Might not be. Like I said, we don't really have the data to know. I was just trying to rebut MM's blanket assertion that the
opposite was the majority view. (Truth be told, I suspect plenty of fans have legitimately never thought about it one way or the other.)
Majority opinion isn't really the critical point here, though. After all, this whole thread is about how to maintain continuity... how to determine what does and doesn't fit into the "Prime Timeline." It's helpful to have rules of construction for that sort of thing, in the same way that courts have rules of construction for how to interpret the law. For instance: if you have two different statutes, both passed by the legislature at some point and signed into law, that contradict each other if read one way, and can be made congruent if read another way, a court is inclined to prefer the second way. It just makes sense to
let things make sense, rather than forcing a conflict.

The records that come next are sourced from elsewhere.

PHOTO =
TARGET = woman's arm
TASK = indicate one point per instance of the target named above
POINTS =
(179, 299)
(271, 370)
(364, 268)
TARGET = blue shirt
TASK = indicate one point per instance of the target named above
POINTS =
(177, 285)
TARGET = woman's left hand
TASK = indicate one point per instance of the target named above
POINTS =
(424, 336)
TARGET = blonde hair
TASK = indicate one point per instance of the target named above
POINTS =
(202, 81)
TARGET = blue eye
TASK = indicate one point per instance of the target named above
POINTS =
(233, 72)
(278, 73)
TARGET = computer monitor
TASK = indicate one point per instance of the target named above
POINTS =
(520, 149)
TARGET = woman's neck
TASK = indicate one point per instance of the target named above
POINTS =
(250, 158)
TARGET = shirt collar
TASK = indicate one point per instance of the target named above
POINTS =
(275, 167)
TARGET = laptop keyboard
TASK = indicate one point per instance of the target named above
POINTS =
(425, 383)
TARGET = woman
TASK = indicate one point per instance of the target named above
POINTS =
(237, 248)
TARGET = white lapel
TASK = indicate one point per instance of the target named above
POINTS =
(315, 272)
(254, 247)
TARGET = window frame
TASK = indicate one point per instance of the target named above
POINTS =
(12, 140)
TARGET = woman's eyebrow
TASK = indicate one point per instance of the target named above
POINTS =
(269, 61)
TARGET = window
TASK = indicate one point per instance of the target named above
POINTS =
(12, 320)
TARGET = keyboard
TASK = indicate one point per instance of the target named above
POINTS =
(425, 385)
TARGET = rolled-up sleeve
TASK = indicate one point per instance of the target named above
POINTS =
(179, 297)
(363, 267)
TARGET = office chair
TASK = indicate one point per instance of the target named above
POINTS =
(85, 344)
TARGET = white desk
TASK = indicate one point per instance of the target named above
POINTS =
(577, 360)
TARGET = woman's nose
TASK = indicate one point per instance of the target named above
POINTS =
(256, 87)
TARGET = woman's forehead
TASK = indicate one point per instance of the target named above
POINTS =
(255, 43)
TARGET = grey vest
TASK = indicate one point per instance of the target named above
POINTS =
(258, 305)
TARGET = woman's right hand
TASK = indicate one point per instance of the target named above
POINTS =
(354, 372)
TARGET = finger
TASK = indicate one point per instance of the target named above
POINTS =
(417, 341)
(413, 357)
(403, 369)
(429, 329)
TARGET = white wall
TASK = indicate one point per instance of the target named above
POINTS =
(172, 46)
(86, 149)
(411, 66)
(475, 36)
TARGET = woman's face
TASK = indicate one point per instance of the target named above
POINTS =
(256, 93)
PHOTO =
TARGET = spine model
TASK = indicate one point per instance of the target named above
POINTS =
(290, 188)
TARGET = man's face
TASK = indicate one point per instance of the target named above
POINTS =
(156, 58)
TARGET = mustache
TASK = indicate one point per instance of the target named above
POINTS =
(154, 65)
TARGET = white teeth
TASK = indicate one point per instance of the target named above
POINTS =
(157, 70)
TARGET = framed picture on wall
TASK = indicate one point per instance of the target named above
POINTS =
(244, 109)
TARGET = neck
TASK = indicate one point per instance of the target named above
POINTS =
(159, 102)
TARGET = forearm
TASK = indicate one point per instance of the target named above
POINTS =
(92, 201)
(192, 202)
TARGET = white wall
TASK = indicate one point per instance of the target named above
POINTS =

In the case at hand, there's a line of dialogue that has two possible readings, both of which work within the episode, but only one of which is compatible with the show's long-term themes and other aspects of canon. It seems only logical to prefer that reading.
Moreover... even if the "no women captains" reading were unequivocal, it would still be a poor example of what MM was trying to claim about how retcons work. First of all, as I've noted, that would make it an instance in which later stories (e.g., in ENT)
directly contradicted an earlier point of continuity, not merely "ignored" it in the way ENT's Augment story has thus far been ignored by DSC. Second, we're still talking about just one line of dialogue (from an unreliable source, at that), so even if it
were contradicted by a retcon and hence superseded, the rest of "Enterprise Incident" and indeed all of TOS would remain intact... whereas the implications of MM's argument would be to completely wipe away an
entire two-episode story. (And, moreover, a story that helps make sense of
other continuity far more than it hinders it.) There's no rule of construction that makes sense of that.